The History of European Union Law: Constitutional Practice, 1950 to 1993

Book launch, seminar and debate. 

This formative period of EU law witnessed an intense struggle over the emergence of a constitutional practice. While the supranational institutions, including the European Commission, the European Court of Justice and the European Parliament, as well as EU law academics helped to develop and promote the constitutional practice, member state governments and judiciaries were generally reluctant to embrace it. The struggle resulted in an uneasy stalemate in which the constitutional practice was allowed to influence the doctrines, shape and functioning of the European legal order that now underpins the EU, but a majority of member state governments rejected European constitutionalism as the legitimating principle of the new EU formed on basis of the Treaty of Maastricht (1992). The struggle and eventual stalemate over the constitutional practice traced in this book accounts for the fragile and partial system of rule of law that exists in the EU today.
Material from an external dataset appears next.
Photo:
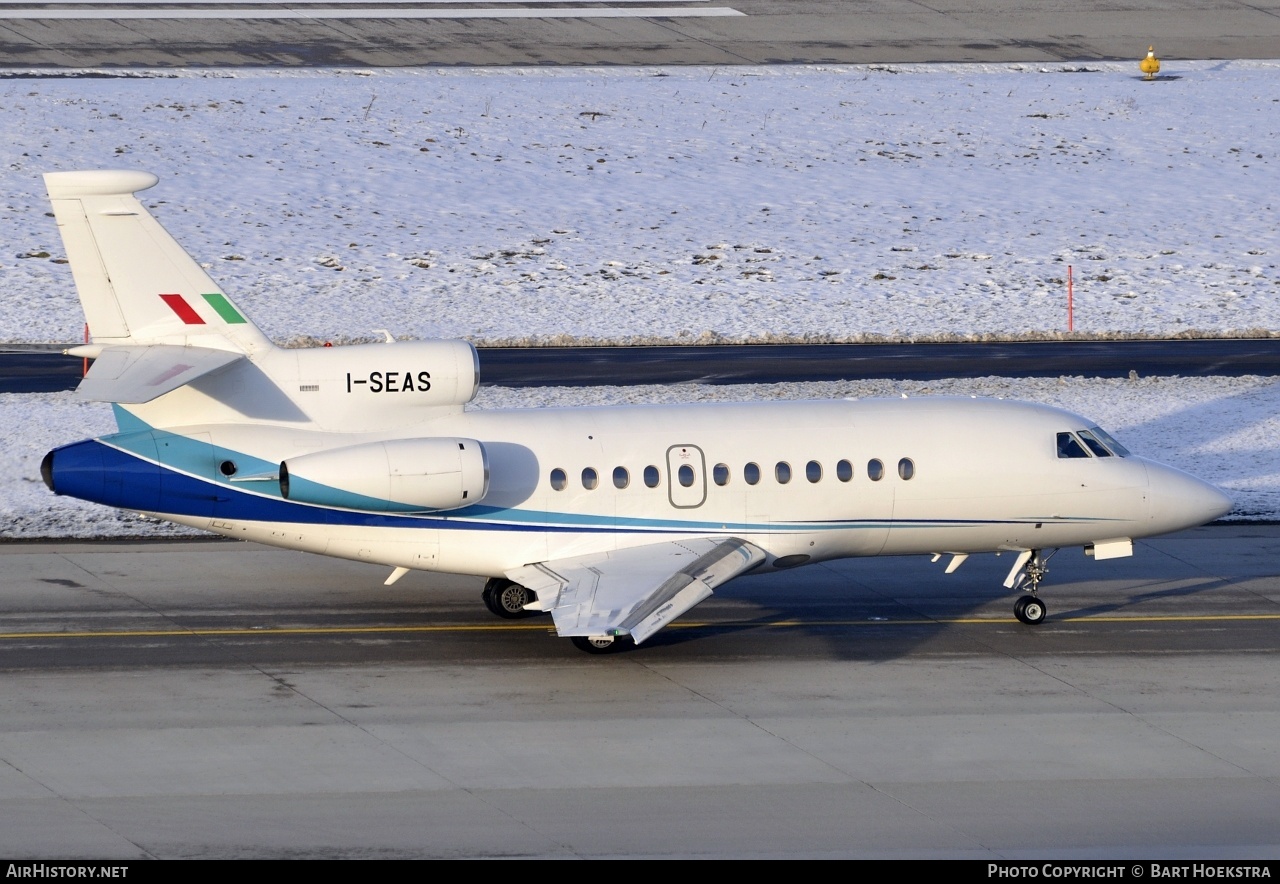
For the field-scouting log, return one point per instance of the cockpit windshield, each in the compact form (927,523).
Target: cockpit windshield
(1109,440)
(1093,441)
This book launch celebrates a new history of European Union Law from 1950 to 1993 that will come out with Cambridge University Press in January 2026. The book is first presented by Assistant Professor Karin van Leeuwen (Maastricht University) and Associate Professor Morten Rasmussen (University of Copenhagen) and then discussed by two leading experts: Professor N. Piers Ludlow (London School of Economics) and Professor Robert Schütze (Durham University). 

All are welcome to attend and follow the debate. The seminar is followed by a small reception.